Effondrement d’un bâtiment à Tbilissi
Deux personnes ont été tuées et une autre est dans un état critique à l’hôpital après qu’un bâtiment résidentiel s’est effondré à Tbilissi le 14 juillet, a confirmé le ministère géorgien des affaires internes.
Une enquête a été lancée en vertu de l’article 240 du Code pénal (violation des règles de sécurité pendant l’exploitation minière, la construction ou d’autres travaux), qui comporte une pénalité d’un travail correctif amende jusqu’à 2 ans, ou une peine d’emprisonnement pouvant aller jusqu’à 2 ans.
Un an plus tôt, les utilisateurs de médias sociaux avaient publié une vidéo montrant l’état du bâtiment maintenant transparence.
Le maire appelle l’effondrement un accident
Maire de Tbilissi Kakha Kaladze a décrit l’effondrement du bâtiment comme un accident. S’exprimant sur les lieux, il a déclaré que la structure avait été classée comme dangereuse de la cinquième catégorie et jugée au-delà de la réparation.
Cependant, certains résidents ont refusé l’offre de la ville de quitter temporairement le bâtiment pendant sa démolition et la construction d’un nouveau, malgré le bureau du maire s’engageant à couvrir les frais de location.
« Une proposition a été faite garantissant la démolition du bâtiment et la construction d’un nouveau.

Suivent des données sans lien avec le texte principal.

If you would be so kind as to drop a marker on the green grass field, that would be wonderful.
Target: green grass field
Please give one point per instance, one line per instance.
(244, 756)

La mise en œuvre de ce plan nécessitait un consentement à 100% des résidents, qui, malheureusement, ne pouvaient pas être sécurisés», A déclaré Kaladze.
Le lendemain, le maire a précisé que le bâtiment avait en fait été classé comme dangereux de troisième classe, une désignation moins sévère.
Union blâme l’hôtel de ville
L’Union indépendante des fonctionnaires «l’article 78 de la Constitution» a rappelé une décision adoptée il y a deux ans, ce qui permet à la municipalité de réaménager les bâtiments résidentiels délabrés sans le consentement unanime des propriétaires d’appartements.
« Même si l’hôtel de ville de Tbilissi et l’administration du district ont été informés de l’état détérioré du bâtiment, et son niveau de danger avait été déterminé, Kakha Kaladze repose désormais uniquement sur l’argument que le consentement à 100% manquait,»Dit le syndicat.
Selon le syndicat, la résolution du conseil municipal de Tbilissi n ° 21-1, adoptée le 27 janvier 2023, a permis un tel réaménagement sans consentement unanime pendant plus de deux ans.
Le syndicat a également demandé pourquoi un parking avait été installé devant le bâtiment qui s’effondre et pourquoi les permis de signalisation commerciaux avaient été délivrés ces dernières années:
« À quoi pensait la mairie? Pourquoi a-t-il permis aux entreprises de fonctionner à l’intérieur d’un bâtiment en décomposition, de mettre en place un parking devant lui et, après avoir refusé de le reconstruire, ne pas assurer la sécurité des résidents et des passants?«
Le médiateur lance une enquête
Le bureau du défenseur public a annoncé qu’il examinerait les questions liées à la sécurité résidentielle dans le bâtiment effondré.
Le bureau a noté qu’en dépit de l’existence d’une politique de remplacement des bâtiments résidentiels en décomposition à Tbilissi, de nombreuses familles ont dû vivre depuis des années dans des conditions dangereuses.
« Ces bâtiments de détérioration représentent un danger pour les résidents et les passants. Des années de recherche montrent que la résolution de ce problème systémique nécessite une action en temps opportun et efficace – quelque chose que des garanties légales actuelles et des programmes municipaux ne sont pas équipés pour livrer,», A déclaré le médiateur.